European Journal for Philosophy of Science ( IF 1.5 ) Pub Date : 2024-10-11 , DOI: 10.1007/s13194-024-00614-4 Lena Kästner, Barnaby Crook
Recent work in explainable artificial intelligence (XAI) attempts to render opaque AI systems understandable through a divide-and-conquer strategy. However, this fails to illuminate how trained AI systems work as a whole. Precisely this kind of functional understanding is needed, though, to satisfy important societal desiderata such as safety.
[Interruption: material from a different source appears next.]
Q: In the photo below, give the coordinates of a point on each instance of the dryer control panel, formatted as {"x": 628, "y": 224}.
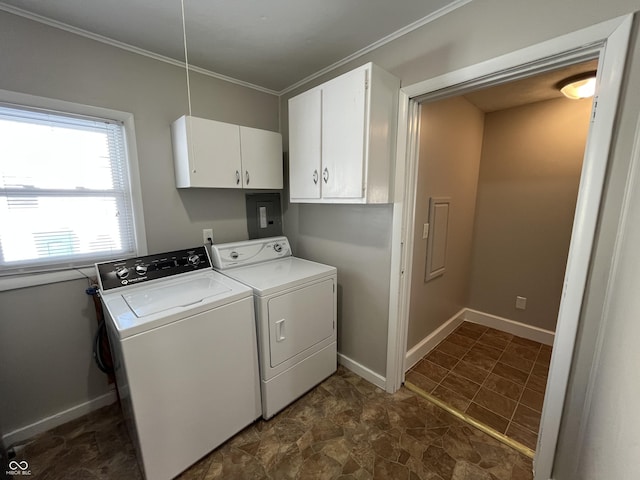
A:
{"x": 249, "y": 252}
{"x": 133, "y": 271}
To remedy this situation, we argue, AI researchers should seek mechanistic interpretability, viz. apply coordinated discovery strategies familiar from the life sciences to uncover the functional organisation of complex AI systems. Additionally, theorists should accommodate for the unique costs and benefits of such strategies in their portrayals of XAI research.
中文翻译:
通过机制可解释性解释 AI
可解释人工智能 (XAI) 的最新工作试图通过分而治之的策略使不透明的 AI 系统易于理解。然而,这并不能阐明训练有素的 AI 系统作为一个整体是如何工作的。然而,恰恰需要这种功能理解来满足重要的社会要求,例如安全。我们认为,为了纠正这种情况,人工智能研究人员应该寻求机制可解释性,即应用生命科学中熟悉的协调发现策略来揭示复杂人工智能系统的功能组织。此外,理论家在描述 XAI 研究时应考虑到此类策略的独特成本和收益。